I've noted the great interest here on Kos on our upcoming election in Britain, and thought I would put together a little briefing on what to look out for those of taking an interest in British politics for the first time.
In this election we will elect 646 Members of Parliament, with the Prime Minister being the leader of the party which commands a majority of them. These members are elected by the first past the post system in individual districts known as constituencies here. Most of the constituencies are considered safe, so the parties will focus their efforts in the 100 or so which will decide the election, generally known as 'marginals'. Below the fold, I've written a bit about which groups and issues will decide the election in the different sorts of marginals we have in our two-and-a-half party system, and listed a small sample of key marginals of each type which might help you if you're following election night coverage on C-Span or BBC World.
Labour have won two landslide election victories in a row, with almost two-thirds of the seats in Parliament on just over 40% of the vote each time.
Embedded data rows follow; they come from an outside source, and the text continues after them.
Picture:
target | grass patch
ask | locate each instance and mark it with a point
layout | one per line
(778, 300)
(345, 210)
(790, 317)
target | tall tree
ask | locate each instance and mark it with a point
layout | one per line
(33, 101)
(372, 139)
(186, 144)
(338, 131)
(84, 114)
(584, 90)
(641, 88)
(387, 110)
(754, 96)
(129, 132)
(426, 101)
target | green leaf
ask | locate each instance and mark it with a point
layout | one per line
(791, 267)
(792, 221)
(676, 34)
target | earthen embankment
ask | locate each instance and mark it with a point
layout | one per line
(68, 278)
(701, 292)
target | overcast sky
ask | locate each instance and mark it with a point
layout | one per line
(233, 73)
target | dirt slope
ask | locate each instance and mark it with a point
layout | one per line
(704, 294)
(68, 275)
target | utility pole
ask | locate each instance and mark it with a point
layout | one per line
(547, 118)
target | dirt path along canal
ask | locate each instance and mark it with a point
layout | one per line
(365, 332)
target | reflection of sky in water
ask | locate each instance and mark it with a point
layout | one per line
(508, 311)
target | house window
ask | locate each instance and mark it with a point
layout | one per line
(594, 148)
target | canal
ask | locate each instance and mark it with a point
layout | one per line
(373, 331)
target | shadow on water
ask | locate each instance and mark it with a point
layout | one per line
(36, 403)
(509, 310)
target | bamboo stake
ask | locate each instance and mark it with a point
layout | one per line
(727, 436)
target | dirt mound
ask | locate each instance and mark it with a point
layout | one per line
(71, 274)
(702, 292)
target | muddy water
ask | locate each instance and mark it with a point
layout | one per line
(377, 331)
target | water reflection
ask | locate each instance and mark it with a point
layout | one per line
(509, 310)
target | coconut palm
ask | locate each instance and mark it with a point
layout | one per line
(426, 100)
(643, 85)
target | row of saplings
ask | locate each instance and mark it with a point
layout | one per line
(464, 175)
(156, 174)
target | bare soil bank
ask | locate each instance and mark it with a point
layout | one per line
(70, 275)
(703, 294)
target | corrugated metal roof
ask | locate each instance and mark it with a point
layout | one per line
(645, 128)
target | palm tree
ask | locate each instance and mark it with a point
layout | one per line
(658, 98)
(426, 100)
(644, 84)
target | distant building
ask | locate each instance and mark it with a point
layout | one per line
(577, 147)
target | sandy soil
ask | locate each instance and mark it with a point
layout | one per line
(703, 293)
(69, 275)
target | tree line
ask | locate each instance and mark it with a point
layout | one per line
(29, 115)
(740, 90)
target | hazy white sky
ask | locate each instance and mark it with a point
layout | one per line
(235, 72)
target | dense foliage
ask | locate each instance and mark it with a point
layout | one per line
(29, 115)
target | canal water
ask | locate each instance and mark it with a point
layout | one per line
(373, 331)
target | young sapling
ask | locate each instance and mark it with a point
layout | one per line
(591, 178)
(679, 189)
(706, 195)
The Tories have had their two worst election results since 1832, and the LibDems have trodden water in the high teens % since the early 90s, but have gained seats due to ruthless targeting of resources. In the past three elections, Labour and LibDem voters have tended to support for the other party in constituencies where their first choice party is weak, such was the hatred of the Tories among centre-left voters. This is expected to be a much weaker factor this time, as Blair is hated by an awful lot of people in this country. The Tories are more or less where they were at the last election in current opinion polls, and there seems to be a switch of ~5% from Labour to the LibDems.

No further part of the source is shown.